Ich ging langsam heim, vorbei an der inzwischen komplett aufgebauten Haustürfabrik und an Lissis Haus. Ich sah den verwilderten Garten und die geschlossenen Rollläden. Ein Schauer lief über meinen Rücken.

Als ausreichend Zeit verstrichen war, verständigte ich die Polizei. Eine Streife kam zu mir und holte Lissis Tonbänder ab.

 

Der Rest ist schnell erzählt. Lissi hatte den Polizisten ihren Elefanten widerstandslos übergeben, nachdem ihr versichert worden war, dass sie ihn zurückbekäme. Aufgrund der Aussagen auf dem Tonband und der DNA- und Blutspuren, die auf der Holzskulptur erhalten geblieben waren, wurde Toni wenig später von seiner Arbeitsstelle weg verhaftet. Auch Sonja wurde festgenommen. Man ließ ihr nicht einmal genug Zeit, dass ihr frisch aufgetragener Nagellack trocknen konnte.

 

*

 

Lissi möchte für immer auf dem Gutshof bleiben. Dort ist ihr Zuhause. Dr. Götz steht ihr zu Seite. Schritt für Schritt gewinnt sie an Selbstbewusstsein und Urteilsfähigkeit.

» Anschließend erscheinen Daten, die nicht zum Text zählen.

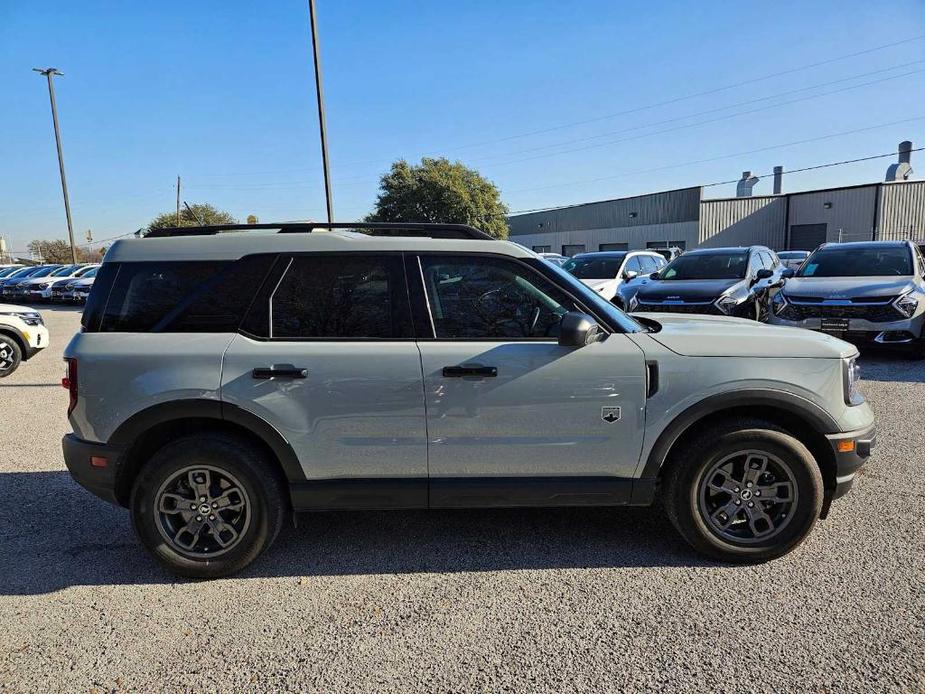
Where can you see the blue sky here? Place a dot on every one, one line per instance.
(222, 94)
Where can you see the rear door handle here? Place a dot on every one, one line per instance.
(280, 371)
(470, 370)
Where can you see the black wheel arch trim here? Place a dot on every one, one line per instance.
(793, 404)
(139, 423)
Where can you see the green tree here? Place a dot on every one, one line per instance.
(438, 190)
(201, 211)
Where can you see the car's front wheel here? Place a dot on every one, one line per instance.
(745, 491)
(10, 355)
(207, 505)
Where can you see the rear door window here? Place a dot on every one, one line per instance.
(341, 297)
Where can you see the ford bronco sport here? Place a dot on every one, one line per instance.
(225, 378)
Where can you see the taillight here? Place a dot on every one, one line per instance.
(70, 382)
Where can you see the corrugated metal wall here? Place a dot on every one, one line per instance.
(901, 214)
(635, 237)
(744, 222)
(851, 211)
(658, 208)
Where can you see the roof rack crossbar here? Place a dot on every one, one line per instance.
(423, 229)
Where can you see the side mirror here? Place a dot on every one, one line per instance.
(578, 329)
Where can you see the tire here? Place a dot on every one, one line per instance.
(691, 494)
(10, 355)
(241, 483)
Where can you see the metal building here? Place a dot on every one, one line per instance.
(894, 209)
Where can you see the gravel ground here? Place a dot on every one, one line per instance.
(606, 599)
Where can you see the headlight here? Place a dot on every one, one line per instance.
(726, 303)
(30, 318)
(778, 303)
(907, 304)
(852, 379)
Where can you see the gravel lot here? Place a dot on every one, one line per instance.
(459, 601)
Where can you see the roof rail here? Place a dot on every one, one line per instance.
(422, 229)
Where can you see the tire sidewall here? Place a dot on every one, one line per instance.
(216, 452)
(804, 515)
(17, 355)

Was aus dem düsteren, leeren Haus werden soll, steht derzeit noch nicht fest.

 

 

Epilog

 

Die Landstraße führt noch immer beinahe kerzengerade durch das Dorf. Stünden nicht eine mittelalterliche Kirche mit großem Glockenturm, um die ein kleiner Friedhof liegt, sowie das dazugehörige Pfarrhaus auf der linken Seite und das frühere Dorfschulhaus am Ortseingang rechts, hätte die Landstraße sogar fast kerzengerade am Dorf vorbeigeführt. Auf beiden Seiten Wiesen, Teiche und Felder. Grau und mächtig dann das alte Schloss in einem von hohen Bäumen bewachsenen Park. Lange kommt nichts, und erst eine Weile später zweigen zwei Seitenstraßen ab.

 

Nichts hatte sich verändert. Aber ich sah das Dorf nun mit anderen Augen.